Journalist Les Payne dies

Les Payne

Pulitzer Prize winning reporter Les Payne died Monday night at his home in Harlem. He died unexpectedly of a cardiac arrest. He was 76.

Payne was part of a reporting team that published a 33-part series titled “The Heroin Trail,” for Newsday. The series won the 1974 Pulitzer prize in journalism.

Payne, a Vietnam veteran, was a founding member and president of the National Association of Black Journalists (NABJ).

He worked nearly four decades at Newsday, rising to associate managing editor before retiring in 2006. Payne was a native of Tuscaloosa, Alabama.




  1. Long ago, just started working for the Democrat & Chronicle newspaper in Rochester, NY, I attended a National Association of Black Journalists conference, and sat on a panel where Les was the featured speaker and he talked about how, when he was in South Africa, he avoided the propaganda traps that were set up to keep journalists from getting at real stories about apartheid.

    A lot of journalists use press releases and attended press conferences, he went into the field to get real stories. Anyway, to make a long story short, I learned more listening to his “war stories” at that panel than any stuff I learned from my D&C editors.

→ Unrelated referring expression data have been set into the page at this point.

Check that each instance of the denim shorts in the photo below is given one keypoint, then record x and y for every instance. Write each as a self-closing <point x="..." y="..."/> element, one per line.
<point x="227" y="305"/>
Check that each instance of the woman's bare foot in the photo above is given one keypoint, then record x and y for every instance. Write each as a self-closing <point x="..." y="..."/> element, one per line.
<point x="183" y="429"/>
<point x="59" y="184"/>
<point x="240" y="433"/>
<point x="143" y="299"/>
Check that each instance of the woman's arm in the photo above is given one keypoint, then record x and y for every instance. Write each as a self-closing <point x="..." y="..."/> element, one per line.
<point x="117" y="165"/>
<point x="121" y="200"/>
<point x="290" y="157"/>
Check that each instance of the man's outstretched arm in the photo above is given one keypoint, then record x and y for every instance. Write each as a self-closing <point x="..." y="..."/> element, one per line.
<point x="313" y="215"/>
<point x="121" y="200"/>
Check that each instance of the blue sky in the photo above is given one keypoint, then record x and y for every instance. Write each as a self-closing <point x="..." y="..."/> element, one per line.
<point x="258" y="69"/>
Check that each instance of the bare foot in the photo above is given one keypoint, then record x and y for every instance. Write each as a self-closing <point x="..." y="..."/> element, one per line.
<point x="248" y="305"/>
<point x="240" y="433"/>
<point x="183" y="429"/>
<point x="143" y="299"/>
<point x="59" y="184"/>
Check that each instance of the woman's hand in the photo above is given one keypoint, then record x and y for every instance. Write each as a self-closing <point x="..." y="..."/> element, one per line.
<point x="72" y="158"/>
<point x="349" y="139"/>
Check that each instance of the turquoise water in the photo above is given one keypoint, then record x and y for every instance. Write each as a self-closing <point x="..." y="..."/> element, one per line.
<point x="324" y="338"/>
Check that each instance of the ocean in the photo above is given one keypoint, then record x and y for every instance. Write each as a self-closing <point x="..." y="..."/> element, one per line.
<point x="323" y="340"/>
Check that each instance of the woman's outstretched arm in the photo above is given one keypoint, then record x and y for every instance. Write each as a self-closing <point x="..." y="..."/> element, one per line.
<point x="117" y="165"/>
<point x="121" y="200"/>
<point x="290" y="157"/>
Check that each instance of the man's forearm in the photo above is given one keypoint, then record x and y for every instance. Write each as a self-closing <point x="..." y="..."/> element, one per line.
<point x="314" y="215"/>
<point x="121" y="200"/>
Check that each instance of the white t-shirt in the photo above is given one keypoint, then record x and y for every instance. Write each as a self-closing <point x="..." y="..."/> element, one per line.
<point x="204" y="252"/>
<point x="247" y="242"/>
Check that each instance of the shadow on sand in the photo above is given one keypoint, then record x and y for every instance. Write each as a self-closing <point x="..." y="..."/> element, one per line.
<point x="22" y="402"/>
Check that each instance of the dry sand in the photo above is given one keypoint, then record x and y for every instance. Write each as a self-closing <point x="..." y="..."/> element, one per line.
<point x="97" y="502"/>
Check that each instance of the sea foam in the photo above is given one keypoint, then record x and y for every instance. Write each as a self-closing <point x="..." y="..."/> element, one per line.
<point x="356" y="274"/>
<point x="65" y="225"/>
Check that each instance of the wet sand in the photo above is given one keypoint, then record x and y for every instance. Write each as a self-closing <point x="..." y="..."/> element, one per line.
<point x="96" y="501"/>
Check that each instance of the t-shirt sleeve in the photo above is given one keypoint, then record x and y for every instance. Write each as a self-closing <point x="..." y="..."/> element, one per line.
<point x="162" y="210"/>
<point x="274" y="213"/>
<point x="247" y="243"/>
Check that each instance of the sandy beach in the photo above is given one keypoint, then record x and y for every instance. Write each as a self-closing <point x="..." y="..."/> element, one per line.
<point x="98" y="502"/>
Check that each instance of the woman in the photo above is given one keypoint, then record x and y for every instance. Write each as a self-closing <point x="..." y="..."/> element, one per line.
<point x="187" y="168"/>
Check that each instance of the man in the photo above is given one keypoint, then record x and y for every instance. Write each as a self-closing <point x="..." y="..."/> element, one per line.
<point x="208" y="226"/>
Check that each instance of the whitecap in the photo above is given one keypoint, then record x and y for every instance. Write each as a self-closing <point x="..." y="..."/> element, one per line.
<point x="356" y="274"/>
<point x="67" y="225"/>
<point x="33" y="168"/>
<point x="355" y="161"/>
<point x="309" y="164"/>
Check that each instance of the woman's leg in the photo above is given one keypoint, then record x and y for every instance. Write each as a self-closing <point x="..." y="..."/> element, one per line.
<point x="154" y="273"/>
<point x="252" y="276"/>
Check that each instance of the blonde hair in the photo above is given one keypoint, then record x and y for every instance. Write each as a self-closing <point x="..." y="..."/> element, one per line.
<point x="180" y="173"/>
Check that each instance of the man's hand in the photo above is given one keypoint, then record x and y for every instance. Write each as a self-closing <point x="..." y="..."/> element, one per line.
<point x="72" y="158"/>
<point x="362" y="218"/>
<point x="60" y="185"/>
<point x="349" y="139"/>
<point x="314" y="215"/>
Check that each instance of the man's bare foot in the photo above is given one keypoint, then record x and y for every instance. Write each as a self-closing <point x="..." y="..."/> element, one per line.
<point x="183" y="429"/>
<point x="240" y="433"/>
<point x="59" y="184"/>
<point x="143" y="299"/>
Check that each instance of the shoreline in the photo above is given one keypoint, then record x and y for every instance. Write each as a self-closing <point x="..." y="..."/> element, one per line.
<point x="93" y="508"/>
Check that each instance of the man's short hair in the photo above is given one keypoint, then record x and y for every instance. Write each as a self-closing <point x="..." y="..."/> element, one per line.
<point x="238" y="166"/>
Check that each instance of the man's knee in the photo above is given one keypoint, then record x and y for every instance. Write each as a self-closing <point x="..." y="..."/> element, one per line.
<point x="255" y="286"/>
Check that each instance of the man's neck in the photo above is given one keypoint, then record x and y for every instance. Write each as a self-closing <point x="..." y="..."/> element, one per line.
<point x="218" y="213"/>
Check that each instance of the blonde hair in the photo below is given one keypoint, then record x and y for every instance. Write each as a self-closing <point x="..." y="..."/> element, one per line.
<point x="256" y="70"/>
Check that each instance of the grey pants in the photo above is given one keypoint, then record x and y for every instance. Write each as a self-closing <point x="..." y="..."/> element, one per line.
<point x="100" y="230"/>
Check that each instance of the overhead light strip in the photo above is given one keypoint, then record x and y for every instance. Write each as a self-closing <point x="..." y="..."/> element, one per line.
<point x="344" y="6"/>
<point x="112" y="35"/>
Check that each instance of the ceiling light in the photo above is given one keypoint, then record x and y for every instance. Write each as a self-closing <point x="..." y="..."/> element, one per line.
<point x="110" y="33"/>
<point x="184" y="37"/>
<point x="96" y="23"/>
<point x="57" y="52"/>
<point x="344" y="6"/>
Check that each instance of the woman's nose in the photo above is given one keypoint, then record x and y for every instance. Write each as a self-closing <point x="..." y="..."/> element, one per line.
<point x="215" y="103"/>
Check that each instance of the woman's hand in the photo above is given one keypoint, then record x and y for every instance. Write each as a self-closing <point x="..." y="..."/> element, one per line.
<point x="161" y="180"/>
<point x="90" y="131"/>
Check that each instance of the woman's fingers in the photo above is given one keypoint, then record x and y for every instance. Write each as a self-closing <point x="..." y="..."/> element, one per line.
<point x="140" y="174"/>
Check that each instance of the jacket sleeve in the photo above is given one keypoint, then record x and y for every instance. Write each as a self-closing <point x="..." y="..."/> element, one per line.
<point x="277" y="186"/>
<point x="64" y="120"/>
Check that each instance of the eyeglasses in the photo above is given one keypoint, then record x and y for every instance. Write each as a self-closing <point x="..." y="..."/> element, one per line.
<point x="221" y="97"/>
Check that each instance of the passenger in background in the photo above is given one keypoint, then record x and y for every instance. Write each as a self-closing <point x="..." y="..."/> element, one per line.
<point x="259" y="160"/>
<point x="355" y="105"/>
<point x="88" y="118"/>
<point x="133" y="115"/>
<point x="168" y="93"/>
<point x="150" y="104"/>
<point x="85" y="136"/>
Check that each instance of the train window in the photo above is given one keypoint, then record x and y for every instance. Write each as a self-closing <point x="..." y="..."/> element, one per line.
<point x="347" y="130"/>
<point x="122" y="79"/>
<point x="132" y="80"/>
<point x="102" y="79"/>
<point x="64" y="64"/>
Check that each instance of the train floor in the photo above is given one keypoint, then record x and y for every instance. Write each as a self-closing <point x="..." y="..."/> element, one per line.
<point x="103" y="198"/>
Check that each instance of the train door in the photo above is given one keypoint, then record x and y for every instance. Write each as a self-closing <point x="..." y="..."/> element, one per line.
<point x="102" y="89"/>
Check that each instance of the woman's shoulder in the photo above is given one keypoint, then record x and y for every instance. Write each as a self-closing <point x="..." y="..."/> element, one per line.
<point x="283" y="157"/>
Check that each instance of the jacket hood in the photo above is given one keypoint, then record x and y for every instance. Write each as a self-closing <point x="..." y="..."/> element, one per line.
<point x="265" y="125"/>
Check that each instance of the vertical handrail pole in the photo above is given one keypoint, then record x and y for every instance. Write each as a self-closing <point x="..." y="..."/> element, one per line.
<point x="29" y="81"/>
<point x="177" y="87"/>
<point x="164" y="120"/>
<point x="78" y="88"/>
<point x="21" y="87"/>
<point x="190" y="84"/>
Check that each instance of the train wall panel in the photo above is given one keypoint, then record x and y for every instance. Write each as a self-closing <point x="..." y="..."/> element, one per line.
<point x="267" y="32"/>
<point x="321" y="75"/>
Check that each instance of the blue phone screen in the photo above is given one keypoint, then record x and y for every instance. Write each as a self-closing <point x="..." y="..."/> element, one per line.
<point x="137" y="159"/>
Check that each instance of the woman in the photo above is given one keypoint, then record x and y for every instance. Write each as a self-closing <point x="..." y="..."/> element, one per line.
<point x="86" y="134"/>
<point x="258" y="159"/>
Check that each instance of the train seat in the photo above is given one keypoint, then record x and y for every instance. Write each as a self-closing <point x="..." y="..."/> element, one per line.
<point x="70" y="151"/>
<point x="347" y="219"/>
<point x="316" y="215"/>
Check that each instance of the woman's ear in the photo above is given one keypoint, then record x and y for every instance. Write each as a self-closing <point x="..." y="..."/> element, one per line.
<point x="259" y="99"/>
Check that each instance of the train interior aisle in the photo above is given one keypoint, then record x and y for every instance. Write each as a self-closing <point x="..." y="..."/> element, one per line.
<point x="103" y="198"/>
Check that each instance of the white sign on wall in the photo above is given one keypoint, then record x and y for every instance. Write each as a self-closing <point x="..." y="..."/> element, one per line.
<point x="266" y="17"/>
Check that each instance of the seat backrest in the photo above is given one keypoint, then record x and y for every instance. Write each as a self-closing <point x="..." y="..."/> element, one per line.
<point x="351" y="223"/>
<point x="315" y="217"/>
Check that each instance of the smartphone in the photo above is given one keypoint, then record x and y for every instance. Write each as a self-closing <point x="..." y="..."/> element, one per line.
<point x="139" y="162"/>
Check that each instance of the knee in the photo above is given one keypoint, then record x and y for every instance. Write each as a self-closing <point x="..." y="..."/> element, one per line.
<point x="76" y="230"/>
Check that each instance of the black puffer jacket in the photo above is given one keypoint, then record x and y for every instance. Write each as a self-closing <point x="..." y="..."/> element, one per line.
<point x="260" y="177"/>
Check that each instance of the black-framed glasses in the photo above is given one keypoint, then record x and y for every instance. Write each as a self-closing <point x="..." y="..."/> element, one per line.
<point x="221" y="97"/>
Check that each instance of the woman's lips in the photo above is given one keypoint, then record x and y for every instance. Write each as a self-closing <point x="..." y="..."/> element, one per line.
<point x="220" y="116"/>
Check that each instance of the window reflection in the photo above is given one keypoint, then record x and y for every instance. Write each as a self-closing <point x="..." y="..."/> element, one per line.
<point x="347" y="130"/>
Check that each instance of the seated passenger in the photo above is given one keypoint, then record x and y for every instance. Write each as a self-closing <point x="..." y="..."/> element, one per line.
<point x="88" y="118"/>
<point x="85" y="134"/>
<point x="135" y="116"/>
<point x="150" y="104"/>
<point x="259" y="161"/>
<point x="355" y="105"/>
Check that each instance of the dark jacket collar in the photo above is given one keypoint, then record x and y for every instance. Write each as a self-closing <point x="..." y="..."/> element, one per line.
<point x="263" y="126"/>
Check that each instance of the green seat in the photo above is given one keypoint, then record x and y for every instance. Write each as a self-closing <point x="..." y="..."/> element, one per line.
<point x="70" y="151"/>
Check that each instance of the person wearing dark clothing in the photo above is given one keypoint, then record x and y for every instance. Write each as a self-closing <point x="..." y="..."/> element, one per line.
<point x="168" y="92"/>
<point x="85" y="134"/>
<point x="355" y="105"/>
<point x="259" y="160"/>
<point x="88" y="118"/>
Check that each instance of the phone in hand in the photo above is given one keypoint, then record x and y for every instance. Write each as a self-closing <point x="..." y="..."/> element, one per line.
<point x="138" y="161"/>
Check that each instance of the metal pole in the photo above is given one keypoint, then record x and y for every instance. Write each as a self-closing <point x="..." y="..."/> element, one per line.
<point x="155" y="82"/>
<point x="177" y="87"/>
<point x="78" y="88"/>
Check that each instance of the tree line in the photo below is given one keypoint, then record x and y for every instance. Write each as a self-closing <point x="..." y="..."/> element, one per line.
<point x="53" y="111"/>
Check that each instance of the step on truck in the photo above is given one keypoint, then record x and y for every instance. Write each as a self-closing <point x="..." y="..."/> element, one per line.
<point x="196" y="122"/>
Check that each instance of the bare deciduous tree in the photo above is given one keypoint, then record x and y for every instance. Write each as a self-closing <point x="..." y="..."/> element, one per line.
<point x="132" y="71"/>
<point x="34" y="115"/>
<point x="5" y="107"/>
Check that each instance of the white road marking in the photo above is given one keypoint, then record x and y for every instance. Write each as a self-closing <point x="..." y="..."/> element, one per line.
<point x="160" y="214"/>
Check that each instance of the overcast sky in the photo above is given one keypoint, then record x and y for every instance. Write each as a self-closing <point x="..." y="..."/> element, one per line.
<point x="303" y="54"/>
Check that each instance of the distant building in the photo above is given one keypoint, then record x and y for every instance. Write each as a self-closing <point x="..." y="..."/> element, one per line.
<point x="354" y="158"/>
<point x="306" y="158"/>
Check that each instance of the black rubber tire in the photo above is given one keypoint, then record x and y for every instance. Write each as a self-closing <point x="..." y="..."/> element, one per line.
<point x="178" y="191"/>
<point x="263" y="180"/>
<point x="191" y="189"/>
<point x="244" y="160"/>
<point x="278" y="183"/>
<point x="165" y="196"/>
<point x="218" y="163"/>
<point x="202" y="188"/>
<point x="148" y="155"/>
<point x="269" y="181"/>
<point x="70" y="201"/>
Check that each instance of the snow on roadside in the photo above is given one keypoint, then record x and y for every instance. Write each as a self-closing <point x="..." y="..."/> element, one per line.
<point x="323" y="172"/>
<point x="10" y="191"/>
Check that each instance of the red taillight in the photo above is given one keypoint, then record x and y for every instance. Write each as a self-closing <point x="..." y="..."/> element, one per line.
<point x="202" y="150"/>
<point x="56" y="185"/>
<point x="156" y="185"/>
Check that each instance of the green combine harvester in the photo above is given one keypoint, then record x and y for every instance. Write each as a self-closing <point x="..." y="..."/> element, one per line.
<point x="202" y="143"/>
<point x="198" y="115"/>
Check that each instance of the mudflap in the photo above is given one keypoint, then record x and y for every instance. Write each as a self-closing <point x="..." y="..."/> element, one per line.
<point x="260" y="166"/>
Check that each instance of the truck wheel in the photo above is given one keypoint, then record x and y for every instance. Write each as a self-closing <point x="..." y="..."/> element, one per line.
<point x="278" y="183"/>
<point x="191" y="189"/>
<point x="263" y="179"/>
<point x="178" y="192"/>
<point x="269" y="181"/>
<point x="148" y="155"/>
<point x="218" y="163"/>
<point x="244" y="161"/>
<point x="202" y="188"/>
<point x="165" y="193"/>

I had great respect of him and despised the way that he was eventually treated by Newsday.

    [You won’t be hearing anything about that mistreatment from the mainstream news media with their nostalgic stuff about Les.]

    [I remember him at a NABJ I recall him at a NYC NABJ chapter engagement where I was talking about my experiences at the Democrat &n Chronicle, Time magazine, the Washington Star, and the NY Post and he considered I was a little whacked about my public contempt for mainstream news media – or maybe more than little – but I still had great respect for them.

  2. Gregg, thanks for your comments.